By Liz Balmaseda
(Richard Graulich / Palm Beach Post)
Schooners Chef Joe Ruddy turned what was once a gas station into a restaurant that prides itself on its fresh seafood.
THE FOOD: Schooners serves some of the freshest local seafood in town. You won’t find swanked up fish here, just delicious, fresh fish that’s filleted in-house and grilled, blackened, broiled, or fried to your liking. Yes, the place offers more complex dishes, like the macadamia-crusted grouper or the sweet potato and crab-crusted snapper, but I’m quite content with an order of crisp grouper fingers ($22.99), perfectly flaky inside and served with a choice of two sides.
THE AMBIANCE: The place has an airy, Old Florida feel to it, offering an ample terrace for alfresco dining. Located on the Jupiter Inlet, in the gaze of the iconic red lighthouse, this is the only landlocked restaurant in the popular dining district. But the vibe here is so relaxed, you can sense the water’s somewhere nearby.
THE BACKSTORY: Schooners opened in 1984 as a fresh seafood market — before that, the place was a gas station — and later morphed into a restaurant, where chef/owner Joe Ruddy delivers consistently fresh dishes to a loyal clientele.

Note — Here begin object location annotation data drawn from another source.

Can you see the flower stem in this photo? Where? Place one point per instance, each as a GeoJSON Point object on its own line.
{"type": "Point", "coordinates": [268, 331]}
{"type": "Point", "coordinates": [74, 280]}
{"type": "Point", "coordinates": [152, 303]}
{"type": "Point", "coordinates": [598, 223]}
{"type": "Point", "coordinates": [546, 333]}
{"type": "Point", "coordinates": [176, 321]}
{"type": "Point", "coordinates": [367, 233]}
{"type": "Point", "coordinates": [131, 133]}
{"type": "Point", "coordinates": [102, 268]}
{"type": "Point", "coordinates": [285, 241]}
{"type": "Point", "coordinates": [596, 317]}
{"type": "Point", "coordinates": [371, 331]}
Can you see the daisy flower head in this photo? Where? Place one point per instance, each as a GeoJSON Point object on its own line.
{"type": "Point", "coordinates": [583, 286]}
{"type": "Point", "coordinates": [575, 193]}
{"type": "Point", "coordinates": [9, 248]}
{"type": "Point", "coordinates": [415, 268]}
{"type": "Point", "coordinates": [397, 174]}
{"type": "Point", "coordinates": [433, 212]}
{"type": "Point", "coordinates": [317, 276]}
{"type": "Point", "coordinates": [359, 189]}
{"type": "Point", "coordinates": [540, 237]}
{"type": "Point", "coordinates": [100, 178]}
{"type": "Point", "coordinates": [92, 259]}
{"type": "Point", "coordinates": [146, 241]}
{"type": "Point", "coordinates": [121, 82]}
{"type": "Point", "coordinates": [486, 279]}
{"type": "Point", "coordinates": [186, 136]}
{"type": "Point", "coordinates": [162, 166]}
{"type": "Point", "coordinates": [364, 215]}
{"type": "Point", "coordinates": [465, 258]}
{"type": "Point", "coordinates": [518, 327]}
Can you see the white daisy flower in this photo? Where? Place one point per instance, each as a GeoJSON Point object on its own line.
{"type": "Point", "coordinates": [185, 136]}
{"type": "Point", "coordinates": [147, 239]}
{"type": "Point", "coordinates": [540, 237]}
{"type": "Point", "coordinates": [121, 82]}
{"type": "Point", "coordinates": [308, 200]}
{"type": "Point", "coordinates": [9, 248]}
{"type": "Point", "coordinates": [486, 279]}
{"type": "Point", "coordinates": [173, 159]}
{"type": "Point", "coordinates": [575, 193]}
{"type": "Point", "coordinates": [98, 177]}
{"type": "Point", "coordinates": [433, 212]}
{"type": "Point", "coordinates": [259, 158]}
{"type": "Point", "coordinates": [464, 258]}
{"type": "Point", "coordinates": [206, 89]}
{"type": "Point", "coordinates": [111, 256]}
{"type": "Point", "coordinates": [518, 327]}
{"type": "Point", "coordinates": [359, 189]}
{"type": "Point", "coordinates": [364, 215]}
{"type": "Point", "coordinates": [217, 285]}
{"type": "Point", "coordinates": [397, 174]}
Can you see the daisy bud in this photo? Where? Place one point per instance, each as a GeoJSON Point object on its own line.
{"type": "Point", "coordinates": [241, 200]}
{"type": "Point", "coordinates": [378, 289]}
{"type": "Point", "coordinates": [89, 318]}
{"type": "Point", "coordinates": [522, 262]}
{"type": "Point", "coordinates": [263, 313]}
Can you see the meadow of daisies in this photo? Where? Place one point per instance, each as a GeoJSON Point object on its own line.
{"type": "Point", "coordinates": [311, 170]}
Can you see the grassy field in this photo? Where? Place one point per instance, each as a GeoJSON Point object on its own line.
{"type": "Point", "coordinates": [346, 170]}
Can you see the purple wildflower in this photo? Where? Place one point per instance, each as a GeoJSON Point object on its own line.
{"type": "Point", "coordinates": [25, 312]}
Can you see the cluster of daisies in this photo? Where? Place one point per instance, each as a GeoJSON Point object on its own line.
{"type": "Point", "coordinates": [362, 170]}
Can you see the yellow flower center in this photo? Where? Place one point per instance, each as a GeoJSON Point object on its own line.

GOOD BITES: Apart from the aforementioned grouper fingers, I loved the New England clam chowder ($4.75). It’s a heady rendition of the classic, thick with potatoes, bacon and onions, as is the fisherman’s stew ($12), which is loaded with fresh seafood and veggies in a creamy broth. And you can’t go wrong with a simple fillet of yellowtail snapper ($24.99), grilled.